Importance of Biodiversity
The concept of biodiversity can mean different things to different people. It came to my attention that many academic specialists define and understand the term differently according to their own experiences working with species collections, their own research and field studies. From the perspective of a science educator who has witnessed first hand research taking place in many field locations around the world such as the La Salva Biological research station in Central America, and Borro Colorado Island in Panama and from studying the topic, that there needed to be a way to create a greater awareness of the impact of widespread lack of preservation and conservation efforts related biodiversity.
Biodiversity became important to me years ago as an undergraduate student studying, conducting research and writing papers in the many ecology and biology courses that I took.
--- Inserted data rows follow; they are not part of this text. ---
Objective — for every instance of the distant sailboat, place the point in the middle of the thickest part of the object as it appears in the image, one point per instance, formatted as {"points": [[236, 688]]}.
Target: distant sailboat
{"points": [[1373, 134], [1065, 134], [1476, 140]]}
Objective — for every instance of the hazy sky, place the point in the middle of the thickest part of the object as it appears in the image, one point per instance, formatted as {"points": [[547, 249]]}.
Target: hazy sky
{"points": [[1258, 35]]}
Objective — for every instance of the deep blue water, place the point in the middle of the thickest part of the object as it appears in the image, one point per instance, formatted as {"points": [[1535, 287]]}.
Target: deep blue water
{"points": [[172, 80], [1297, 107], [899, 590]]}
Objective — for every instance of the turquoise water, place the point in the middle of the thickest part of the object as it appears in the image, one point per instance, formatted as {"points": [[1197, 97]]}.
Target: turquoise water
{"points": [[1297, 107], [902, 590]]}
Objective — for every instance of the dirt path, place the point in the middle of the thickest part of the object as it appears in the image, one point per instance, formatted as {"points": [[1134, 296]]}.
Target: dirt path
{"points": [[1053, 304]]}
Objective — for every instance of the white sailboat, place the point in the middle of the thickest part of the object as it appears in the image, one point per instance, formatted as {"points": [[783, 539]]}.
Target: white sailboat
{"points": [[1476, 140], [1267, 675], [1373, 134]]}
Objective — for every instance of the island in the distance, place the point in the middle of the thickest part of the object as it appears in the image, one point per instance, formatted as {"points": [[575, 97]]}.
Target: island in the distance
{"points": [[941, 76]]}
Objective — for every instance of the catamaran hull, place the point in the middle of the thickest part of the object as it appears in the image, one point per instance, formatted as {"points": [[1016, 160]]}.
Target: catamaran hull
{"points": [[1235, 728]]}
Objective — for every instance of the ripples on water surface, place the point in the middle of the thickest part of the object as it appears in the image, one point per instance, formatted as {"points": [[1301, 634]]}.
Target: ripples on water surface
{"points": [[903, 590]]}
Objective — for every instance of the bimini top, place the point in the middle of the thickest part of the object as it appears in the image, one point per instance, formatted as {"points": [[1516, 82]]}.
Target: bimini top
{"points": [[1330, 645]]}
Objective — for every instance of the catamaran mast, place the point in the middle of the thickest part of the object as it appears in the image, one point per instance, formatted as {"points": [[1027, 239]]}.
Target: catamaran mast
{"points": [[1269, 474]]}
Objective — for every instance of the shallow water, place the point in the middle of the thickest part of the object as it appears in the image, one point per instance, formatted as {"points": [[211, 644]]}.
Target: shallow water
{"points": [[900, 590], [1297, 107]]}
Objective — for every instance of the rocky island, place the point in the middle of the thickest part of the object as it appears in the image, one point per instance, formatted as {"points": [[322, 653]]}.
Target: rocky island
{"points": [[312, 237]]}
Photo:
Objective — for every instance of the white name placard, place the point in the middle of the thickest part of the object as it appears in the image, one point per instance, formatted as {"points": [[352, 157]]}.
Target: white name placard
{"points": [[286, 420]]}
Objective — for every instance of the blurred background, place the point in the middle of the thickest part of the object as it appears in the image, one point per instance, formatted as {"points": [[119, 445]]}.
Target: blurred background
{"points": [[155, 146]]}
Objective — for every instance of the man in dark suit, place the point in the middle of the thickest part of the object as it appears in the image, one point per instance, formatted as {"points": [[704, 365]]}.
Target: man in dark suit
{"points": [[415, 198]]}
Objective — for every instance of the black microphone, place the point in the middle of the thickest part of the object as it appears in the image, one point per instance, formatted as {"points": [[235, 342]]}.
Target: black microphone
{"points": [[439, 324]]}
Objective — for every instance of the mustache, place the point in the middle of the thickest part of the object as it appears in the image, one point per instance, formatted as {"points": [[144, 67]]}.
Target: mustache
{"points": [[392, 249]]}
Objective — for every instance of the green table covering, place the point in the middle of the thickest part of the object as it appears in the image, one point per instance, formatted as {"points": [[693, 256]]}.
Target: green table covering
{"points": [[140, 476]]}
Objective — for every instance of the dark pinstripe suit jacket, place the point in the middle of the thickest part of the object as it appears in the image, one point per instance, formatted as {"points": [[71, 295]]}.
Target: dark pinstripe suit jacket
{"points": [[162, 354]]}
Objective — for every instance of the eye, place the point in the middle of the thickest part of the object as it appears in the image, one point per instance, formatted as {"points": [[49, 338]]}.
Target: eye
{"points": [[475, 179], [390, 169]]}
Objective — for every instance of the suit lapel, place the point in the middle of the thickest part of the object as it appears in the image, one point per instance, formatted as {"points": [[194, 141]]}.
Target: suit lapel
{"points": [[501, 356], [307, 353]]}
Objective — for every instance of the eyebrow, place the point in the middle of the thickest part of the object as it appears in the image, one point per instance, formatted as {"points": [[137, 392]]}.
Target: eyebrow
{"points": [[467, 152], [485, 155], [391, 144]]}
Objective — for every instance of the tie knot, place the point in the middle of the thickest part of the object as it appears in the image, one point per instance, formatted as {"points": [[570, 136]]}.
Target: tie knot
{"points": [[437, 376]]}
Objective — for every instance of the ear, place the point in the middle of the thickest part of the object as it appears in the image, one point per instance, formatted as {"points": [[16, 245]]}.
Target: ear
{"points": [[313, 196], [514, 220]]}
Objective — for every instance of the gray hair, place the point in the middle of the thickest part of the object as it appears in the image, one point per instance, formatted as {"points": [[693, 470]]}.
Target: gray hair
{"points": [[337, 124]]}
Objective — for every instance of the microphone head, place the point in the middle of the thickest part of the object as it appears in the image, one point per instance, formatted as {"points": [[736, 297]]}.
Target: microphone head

I remember reading about the widespread deforestation taking places in rain forests around the world. I took an interest in botany and agriculture and the many issues related to the sale and production of food . I took many field based courses in geology, biology and ecology, such as physical geology, aquatic ecology and field botany . The land and water research activities that I experienced and research about began my journey into the not so perfect environment tale that eventually lead to a life long adventure to answer the bigger the questions as to why such suppression of natural resources and the environment and its inhabitants takes place. I began to look for solutions to the dilemma and possibly what things would look like if those processes were repaired, reversed and monitored.
Little did I know that I would later become the Indiana Jones version of the biodiversity topic peering into the critical awareness of every concept related to taking care of our big blue planet. My many years of teaching interdisciplinary science topics in the classroom, courses taken as a student, and working as a field study researcher gave me an edge to looking into the problems with more detail and perspective. My field courses continued as a masters student as I began to travel to more locations to study conservation biology topics. I began to get more involved with the biodiversity topic. In a graduate course in science education at Akron I began to develop a proposal for secondary curriculum for the Cuyahoga Valley National Park. I wrote the proposal before I went on the Bahamas field research trip. A professor at YSU took interest in the topic and allowed me to develop similar topics for the island of San Salvador, Bahamas.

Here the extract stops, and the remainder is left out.